JEREMY Corbyn has compared Theresa May’s handling of Brexit with the “shambles” in the UK railways.

He’s correct to draw the comparison – Mrs May is presiding over arguably the most cack-handed Government in living memory – but Labour’s own Brexit policy isn’t exactly running like a well-oiled engine.

The party is divided over whether to try and stay in the EU’s single market. Sir Keir Starmer, Labour’s Brexit spokesman, said MPs had “different views” as he set out a series of compromise proposals on retaining access to the single market.

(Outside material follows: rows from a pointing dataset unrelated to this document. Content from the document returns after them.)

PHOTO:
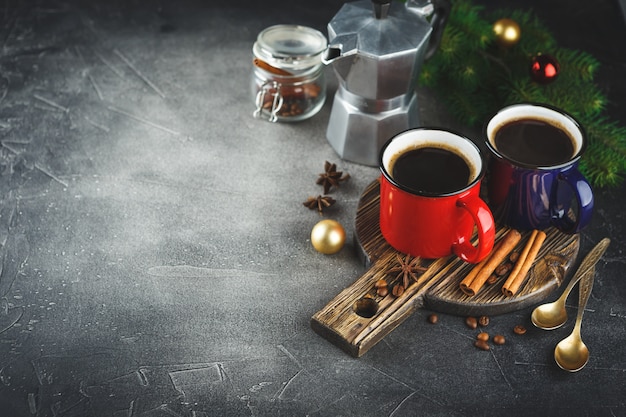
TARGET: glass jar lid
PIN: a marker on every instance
(290, 46)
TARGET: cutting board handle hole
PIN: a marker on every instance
(365, 307)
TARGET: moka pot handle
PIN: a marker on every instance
(438, 23)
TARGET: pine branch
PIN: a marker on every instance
(475, 77)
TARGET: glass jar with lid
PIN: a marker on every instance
(288, 82)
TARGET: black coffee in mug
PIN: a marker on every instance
(534, 142)
(431, 170)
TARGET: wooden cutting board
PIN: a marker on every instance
(358, 318)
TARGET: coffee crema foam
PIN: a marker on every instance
(473, 169)
(432, 168)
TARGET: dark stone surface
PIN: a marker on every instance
(155, 252)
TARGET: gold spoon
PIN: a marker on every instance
(550, 316)
(571, 354)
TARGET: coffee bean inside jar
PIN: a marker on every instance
(288, 82)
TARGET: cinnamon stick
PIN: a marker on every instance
(484, 270)
(523, 264)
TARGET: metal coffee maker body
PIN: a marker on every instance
(376, 50)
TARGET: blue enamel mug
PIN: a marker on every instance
(533, 177)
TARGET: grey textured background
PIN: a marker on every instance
(155, 251)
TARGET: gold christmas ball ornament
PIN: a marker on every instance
(328, 237)
(507, 32)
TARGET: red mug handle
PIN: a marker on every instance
(483, 219)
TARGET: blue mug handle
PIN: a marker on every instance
(576, 185)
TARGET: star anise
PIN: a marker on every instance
(408, 269)
(331, 177)
(319, 203)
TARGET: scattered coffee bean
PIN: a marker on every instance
(397, 290)
(484, 336)
(481, 344)
(519, 329)
(380, 283)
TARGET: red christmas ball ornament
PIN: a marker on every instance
(544, 69)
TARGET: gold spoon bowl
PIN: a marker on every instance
(551, 316)
(571, 354)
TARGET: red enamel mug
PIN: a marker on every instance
(429, 200)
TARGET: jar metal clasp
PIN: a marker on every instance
(268, 98)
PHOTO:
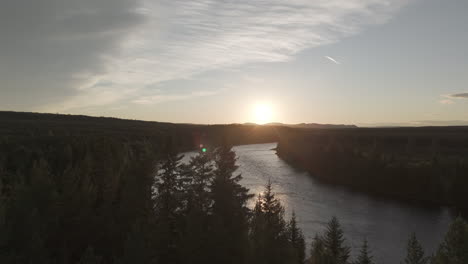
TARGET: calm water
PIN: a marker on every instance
(385, 223)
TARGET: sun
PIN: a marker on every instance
(262, 113)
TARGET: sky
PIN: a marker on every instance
(364, 62)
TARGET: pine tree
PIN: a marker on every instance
(168, 204)
(318, 251)
(269, 233)
(336, 251)
(364, 255)
(229, 219)
(296, 238)
(454, 248)
(197, 176)
(415, 252)
(89, 257)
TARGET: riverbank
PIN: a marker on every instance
(427, 165)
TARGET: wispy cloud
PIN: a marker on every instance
(459, 95)
(161, 98)
(450, 98)
(332, 60)
(446, 101)
(182, 38)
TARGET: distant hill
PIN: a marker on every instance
(312, 125)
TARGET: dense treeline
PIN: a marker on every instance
(169, 212)
(425, 164)
(78, 190)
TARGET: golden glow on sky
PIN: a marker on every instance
(262, 113)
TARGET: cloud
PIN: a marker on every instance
(446, 101)
(49, 49)
(332, 60)
(450, 98)
(63, 51)
(161, 98)
(459, 95)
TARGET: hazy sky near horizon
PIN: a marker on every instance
(366, 62)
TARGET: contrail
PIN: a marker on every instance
(333, 60)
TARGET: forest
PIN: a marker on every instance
(77, 189)
(425, 164)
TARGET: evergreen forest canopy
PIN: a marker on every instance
(91, 190)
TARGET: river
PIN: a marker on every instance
(384, 222)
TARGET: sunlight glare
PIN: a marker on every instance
(263, 113)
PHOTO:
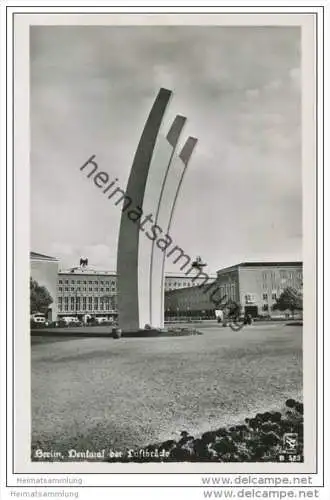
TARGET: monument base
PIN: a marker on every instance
(118, 333)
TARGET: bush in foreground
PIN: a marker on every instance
(260, 439)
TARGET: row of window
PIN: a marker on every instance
(85, 282)
(84, 289)
(86, 304)
(283, 274)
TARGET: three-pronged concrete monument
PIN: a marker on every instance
(153, 186)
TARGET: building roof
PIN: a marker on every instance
(40, 256)
(85, 271)
(187, 276)
(262, 264)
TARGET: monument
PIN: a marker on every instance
(153, 186)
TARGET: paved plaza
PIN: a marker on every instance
(92, 393)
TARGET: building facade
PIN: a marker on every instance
(176, 281)
(84, 291)
(44, 270)
(255, 286)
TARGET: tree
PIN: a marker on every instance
(40, 298)
(290, 299)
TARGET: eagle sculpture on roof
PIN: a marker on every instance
(83, 262)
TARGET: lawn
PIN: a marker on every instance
(96, 393)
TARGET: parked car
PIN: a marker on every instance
(69, 321)
(38, 320)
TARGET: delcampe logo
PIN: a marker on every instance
(290, 442)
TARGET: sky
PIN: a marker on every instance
(91, 90)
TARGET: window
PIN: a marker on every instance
(250, 298)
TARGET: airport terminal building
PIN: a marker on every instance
(255, 285)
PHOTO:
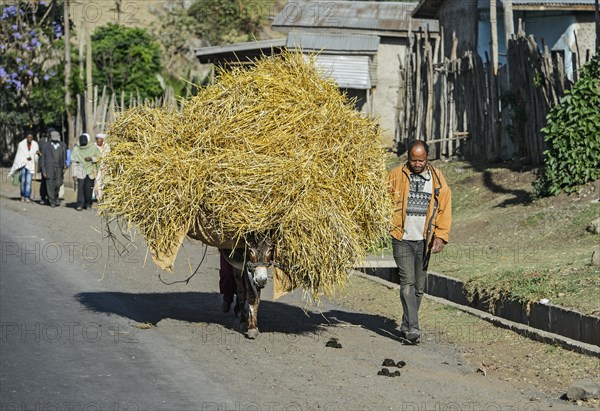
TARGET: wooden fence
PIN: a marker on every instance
(458, 106)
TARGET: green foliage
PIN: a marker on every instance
(228, 21)
(126, 59)
(31, 49)
(572, 135)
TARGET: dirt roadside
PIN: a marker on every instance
(290, 355)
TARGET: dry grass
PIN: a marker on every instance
(276, 150)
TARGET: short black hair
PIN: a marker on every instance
(417, 143)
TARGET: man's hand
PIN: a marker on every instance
(438, 244)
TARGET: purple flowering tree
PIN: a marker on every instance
(31, 63)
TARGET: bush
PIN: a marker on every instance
(572, 135)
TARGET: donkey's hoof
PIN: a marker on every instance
(252, 333)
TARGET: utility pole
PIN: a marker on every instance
(494, 33)
(597, 13)
(89, 107)
(509, 24)
(70, 125)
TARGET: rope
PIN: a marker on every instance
(190, 277)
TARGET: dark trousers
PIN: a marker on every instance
(409, 259)
(85, 186)
(43, 189)
(227, 285)
(53, 182)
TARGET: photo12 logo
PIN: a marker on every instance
(54, 252)
(68, 406)
(118, 12)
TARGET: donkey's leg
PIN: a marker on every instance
(253, 303)
(240, 304)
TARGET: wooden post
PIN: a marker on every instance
(494, 33)
(89, 115)
(509, 24)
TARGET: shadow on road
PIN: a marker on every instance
(198, 307)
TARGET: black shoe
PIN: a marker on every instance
(225, 306)
(413, 338)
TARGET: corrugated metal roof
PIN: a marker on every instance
(428, 9)
(348, 43)
(392, 18)
(543, 4)
(346, 71)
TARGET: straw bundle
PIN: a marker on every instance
(275, 149)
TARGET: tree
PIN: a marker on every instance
(126, 59)
(228, 21)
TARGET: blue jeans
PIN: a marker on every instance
(409, 259)
(26, 178)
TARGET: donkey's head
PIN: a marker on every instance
(259, 256)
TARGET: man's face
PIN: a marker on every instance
(417, 159)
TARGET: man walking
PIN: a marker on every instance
(24, 164)
(420, 225)
(53, 164)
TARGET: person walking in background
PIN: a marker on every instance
(420, 225)
(84, 160)
(24, 164)
(45, 139)
(53, 164)
(104, 149)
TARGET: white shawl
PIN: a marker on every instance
(22, 154)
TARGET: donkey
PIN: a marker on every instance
(250, 264)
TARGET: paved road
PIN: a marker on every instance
(70, 308)
(57, 355)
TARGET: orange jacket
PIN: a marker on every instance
(399, 186)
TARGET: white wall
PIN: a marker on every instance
(385, 94)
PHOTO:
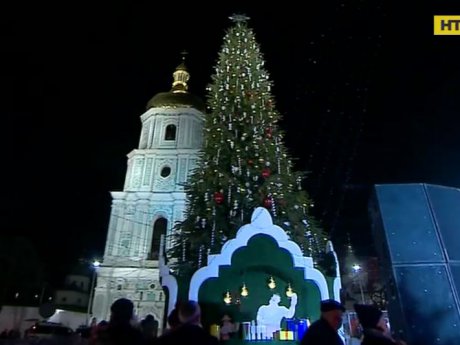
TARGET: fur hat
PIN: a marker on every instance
(368, 315)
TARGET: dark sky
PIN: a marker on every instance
(368, 94)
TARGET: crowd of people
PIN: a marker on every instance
(184, 326)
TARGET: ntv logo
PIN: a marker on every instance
(447, 25)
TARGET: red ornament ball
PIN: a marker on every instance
(218, 197)
(266, 173)
(268, 202)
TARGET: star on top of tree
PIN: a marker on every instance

MPs are due to vote on these and a series of other Lords amendments which are also at odds with the government’s position. Many Labour MPs and peers had hoped Mr Corbyn would say the party would vote for staying in the European Economic Area. But Labour has now said it will not support that amendment, instead setting out compromise plans for full access to the single market. This stops short of calling for the full single market membership sought by a group of vocal Labour MPs.

History will take a dim view of how Labour has dealt with the opportunities within its grasp. On the one hand it has reneged on a pledge to respect the referendum result; on the other, Mr Corbyn’s distaste for Brussels has neutered any serious chance of Labour challenging the Brexit process and calling for a fresh vote on the terms of the deal.

Railing against the Tories is more bluster from Mr Corbyn when his party is off the rails on the most important issue of the day.